La réflexion part de l’analyse du comportement des protagonistes du procès, victime et coupables, pour montrer les limites du concept de « consentement ». Légiférer serait-il nécessaire ? Serait-ce suffisant ? L’autrice se positionne d’entrée en citant un propos de Robert Badinter sur l’efficacité relative de certaines lois. Elle ne remet évidemment pas en cause l’immensité des violences dénoncées par le mouvement #MeToo, « violences rarement punies parce qu’elles sont rarement dénoncées, rarement crues, et rarement correctement traitées[1] ». Elle note que chacun a une perception personnelle de ce qu’est une relation sexuelle ; celle de la plupart des policiers, par exemple, différera sans doute beaucoup de celle d’une « jeune écrivaine lesbienne urbaine ». Mais, en se focalisant sur la notion de consentement, elle remarque que dans le procès des viols de Mazan, comme dans d’autres, « le consentement n’est pas absent mais au contraire absolument omniprésent[2] » dans les débats. A l’instar de la sociologue Océane Pérona, qu’elle cite, elle précise que policiers et magistrats interrogent les mis en cause sur leur connaissance de cet aspect et met en évidence qu’il existe de nombreux biais dans cette approche. Toutefois, dans les motivations écrites transmises par la cour à la fin du procès, l’autrice souligne que « le consentement est l’objet de nombreux paragraphes, qui démontrent une compréhension de son importance extrêmement avancée[3] ». Cette observation la conduit à penser que « le changement de définition du viol que certaines appellent de leurs vœux est inutile[4] », car le problème n’est ni légal ni juridique. Elle s’en explique : il existe un véritable « gouffre » entre la compréhension qu’en ont le ministère public, les avocats, les policiers et « l’incompétence parfois non feinte des mis en cause sur la question[5] ». Pourquoi demander l’accord d’une femme endormie quand on est invité à en abuser par son mari ?!

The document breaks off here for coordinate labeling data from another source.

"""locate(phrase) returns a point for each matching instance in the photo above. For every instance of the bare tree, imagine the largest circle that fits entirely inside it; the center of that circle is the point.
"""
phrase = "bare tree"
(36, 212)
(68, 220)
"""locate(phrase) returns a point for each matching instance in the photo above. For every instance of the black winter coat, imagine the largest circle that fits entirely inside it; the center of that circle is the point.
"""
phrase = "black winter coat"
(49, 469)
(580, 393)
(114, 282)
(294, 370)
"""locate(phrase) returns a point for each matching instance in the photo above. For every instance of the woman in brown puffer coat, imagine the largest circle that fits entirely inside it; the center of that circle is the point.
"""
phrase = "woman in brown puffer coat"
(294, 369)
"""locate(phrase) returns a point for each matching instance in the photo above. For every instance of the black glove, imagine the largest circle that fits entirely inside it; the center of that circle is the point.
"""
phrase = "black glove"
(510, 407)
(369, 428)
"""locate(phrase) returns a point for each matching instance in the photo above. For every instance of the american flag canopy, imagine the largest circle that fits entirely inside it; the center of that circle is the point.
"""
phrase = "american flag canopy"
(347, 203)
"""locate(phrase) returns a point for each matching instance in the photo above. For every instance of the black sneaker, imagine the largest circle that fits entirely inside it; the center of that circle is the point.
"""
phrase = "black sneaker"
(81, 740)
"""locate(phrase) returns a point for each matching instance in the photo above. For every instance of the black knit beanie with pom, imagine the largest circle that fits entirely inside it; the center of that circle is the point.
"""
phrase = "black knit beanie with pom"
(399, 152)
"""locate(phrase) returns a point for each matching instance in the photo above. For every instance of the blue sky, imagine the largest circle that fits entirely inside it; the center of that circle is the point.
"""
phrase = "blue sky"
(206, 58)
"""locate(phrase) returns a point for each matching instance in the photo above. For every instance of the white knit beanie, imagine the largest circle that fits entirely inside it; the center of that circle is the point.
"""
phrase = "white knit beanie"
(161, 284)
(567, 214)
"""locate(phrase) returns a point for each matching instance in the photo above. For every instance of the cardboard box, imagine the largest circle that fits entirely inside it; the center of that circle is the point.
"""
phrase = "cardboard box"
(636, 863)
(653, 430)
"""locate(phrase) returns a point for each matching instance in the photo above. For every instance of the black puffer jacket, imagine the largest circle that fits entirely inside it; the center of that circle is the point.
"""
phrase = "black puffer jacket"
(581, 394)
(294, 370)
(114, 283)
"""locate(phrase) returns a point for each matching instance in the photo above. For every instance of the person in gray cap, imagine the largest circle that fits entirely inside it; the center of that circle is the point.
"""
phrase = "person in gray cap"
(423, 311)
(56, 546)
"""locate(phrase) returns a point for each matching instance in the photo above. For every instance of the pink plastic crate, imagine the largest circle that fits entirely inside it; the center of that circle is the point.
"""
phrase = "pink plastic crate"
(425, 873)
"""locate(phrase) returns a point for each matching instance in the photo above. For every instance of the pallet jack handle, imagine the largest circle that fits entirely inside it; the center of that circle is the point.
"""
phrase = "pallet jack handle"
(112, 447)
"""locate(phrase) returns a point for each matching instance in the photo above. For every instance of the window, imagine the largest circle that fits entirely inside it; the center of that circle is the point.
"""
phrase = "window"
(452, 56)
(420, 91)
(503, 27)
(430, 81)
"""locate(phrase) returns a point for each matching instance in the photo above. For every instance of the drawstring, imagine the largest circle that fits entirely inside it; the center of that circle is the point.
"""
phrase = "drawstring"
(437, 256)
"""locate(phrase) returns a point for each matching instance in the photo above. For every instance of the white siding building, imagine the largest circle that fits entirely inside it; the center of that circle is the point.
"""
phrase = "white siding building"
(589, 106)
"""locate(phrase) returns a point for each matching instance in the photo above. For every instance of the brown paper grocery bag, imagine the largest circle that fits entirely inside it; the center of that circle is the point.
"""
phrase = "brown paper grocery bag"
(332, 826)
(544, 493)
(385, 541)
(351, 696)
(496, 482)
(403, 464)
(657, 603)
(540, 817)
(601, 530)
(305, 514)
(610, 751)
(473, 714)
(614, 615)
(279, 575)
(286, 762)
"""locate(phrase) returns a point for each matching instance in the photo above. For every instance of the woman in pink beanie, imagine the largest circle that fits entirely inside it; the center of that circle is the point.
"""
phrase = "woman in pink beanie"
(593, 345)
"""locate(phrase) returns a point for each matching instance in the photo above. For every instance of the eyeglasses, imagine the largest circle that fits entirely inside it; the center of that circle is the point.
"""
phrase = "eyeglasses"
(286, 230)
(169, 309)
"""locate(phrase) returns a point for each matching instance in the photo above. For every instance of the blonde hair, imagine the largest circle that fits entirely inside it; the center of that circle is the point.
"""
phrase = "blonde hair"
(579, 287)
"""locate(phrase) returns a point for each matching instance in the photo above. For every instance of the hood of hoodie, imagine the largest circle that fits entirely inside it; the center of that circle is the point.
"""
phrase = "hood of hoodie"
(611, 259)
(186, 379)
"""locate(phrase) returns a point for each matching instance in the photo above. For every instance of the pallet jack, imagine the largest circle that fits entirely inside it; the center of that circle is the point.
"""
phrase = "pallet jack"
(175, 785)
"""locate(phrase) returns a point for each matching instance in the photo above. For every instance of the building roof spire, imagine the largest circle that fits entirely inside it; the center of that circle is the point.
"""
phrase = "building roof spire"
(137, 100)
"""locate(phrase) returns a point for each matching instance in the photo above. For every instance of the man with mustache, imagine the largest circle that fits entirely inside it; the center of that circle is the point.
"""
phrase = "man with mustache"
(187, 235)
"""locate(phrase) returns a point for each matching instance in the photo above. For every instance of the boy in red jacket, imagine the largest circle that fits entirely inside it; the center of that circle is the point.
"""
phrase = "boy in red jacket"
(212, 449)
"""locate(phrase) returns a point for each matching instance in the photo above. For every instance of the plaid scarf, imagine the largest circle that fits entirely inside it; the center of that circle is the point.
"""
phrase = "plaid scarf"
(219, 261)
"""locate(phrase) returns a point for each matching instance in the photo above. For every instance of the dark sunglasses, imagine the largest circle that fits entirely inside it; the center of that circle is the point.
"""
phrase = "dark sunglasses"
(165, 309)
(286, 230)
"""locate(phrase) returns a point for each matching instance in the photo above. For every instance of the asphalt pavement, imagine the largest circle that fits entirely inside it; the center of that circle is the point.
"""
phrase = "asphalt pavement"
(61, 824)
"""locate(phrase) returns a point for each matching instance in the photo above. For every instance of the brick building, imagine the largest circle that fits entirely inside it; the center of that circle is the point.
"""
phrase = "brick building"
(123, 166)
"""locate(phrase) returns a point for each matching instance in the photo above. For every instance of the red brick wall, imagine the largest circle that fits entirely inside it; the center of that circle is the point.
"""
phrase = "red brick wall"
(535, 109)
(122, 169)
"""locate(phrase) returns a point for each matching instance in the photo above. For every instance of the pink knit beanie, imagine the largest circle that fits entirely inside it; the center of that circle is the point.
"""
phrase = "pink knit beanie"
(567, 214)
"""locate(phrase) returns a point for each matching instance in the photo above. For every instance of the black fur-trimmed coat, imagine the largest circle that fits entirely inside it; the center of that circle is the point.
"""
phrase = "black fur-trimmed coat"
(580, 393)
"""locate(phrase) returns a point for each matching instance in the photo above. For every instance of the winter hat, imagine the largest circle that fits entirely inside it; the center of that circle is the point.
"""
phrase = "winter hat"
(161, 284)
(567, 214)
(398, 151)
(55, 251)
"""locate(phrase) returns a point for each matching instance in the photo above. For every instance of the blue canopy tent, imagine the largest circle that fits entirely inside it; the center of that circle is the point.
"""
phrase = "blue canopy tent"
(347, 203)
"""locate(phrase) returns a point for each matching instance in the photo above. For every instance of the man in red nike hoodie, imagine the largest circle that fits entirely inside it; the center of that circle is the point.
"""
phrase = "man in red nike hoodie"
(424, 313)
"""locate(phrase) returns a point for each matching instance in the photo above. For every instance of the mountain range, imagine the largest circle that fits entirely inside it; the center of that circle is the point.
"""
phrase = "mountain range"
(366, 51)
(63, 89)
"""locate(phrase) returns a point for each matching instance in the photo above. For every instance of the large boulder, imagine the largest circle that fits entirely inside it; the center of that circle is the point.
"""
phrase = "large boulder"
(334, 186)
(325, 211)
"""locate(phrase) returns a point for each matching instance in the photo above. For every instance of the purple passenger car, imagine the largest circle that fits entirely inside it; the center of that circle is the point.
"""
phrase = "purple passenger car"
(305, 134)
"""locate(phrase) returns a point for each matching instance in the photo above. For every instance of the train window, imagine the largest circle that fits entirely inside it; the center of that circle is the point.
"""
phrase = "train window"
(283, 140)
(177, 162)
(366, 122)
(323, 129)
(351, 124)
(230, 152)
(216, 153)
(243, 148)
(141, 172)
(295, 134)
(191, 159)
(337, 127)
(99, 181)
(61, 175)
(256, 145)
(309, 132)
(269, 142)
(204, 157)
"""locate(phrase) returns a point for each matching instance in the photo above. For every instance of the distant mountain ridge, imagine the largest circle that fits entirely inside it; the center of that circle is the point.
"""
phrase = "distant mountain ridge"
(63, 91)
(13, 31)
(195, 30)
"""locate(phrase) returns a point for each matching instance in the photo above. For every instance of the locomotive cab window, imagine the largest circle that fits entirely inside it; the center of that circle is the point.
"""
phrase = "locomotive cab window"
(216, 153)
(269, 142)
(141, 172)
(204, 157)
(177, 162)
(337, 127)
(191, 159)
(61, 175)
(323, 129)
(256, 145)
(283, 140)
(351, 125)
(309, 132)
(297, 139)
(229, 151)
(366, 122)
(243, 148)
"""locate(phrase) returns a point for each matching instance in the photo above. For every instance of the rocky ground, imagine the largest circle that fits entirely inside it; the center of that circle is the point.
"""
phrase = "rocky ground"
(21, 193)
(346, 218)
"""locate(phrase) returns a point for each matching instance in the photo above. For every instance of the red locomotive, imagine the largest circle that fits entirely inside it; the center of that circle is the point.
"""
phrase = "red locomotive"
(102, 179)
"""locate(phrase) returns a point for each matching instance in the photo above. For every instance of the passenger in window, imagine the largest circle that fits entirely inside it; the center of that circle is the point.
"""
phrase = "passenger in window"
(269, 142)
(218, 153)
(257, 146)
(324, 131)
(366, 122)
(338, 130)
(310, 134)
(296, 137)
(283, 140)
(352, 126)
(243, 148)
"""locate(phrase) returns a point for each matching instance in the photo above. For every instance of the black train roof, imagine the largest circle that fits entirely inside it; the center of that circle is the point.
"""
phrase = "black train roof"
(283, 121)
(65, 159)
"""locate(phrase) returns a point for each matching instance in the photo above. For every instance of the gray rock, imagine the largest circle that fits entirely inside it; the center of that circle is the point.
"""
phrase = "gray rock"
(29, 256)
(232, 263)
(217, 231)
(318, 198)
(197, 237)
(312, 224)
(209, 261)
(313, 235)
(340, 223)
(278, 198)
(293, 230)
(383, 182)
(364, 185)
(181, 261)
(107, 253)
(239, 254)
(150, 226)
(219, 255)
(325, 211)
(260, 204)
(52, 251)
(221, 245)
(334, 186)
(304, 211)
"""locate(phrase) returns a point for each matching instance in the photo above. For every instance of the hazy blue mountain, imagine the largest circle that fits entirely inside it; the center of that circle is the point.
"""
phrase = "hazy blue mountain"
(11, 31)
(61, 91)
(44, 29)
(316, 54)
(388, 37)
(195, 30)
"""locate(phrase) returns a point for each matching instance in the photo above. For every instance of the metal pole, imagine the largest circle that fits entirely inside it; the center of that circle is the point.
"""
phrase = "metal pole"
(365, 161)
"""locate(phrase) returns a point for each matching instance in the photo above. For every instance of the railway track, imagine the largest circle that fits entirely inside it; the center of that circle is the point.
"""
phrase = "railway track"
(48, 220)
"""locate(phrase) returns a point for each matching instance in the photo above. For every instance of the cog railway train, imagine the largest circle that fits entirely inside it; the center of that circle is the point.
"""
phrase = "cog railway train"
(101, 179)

Manon Garcia approfondit la question et note qu’en droit civil, le consentement constitue le fondement des contrats, mais ce vocabulaire devient inadapté dans le cas des viols. Les coupables savent qu’ils commettent un acte interdit et il ne s’agit pas de droit civil mais de justice pénale, ce qui change les rapports. Le juge va montrer que les accusés avaient l’intention de commettre le crime qu’ils ont commis et l’autrice rappelle les trois éléments qui qualifient un crime : « un élément légal, un élément matériel et un élément moral ou intentionnel[6] ». Les trois sont réunis ici : un viol est illégal. Les vidéos attestent de leur réalité et l’intention des coupables est avérée. À aucun moment la cour n’a présumé que Gisèle Pélicot était consentante.
Sur ce point précis, le procès met en évidence que les hommes interrogés cernent mal ce qu’est le consentement.
Ensuite, ce qui va retenir l’attention de l’autrice dans ce procès c’est la « normalité des mis en cause ». Certes un court chapitre montre l’incidence récurrente de l’inceste dans leur parcours de vie, mais, Dominique Pélicot excepté, ces individus reflètent globalement toute la société et n’ont « rien d’autre en commun que leur sexe [7]». On est alors évidemment renvoyé à Hannah Arendt, et l’autrice ne résiste pas à la tentation amusante malgré l’horreur décrite d’évoquer en écho, « la banalité du mâle ». Mais plus sérieusement et tragiquement, comme avec Eichmann, la société joue un rôle important et cette complicité ambiante silencieuse est là aussi « pratiquement omniprésente », hélas. Ici elle ne s’appelle pas antisémitisme mais « patriarcat » ou plus globalement référence aux hommes. Manon Garcia va donc interroger ce qu’il faut entendre par « masculinité(s) ».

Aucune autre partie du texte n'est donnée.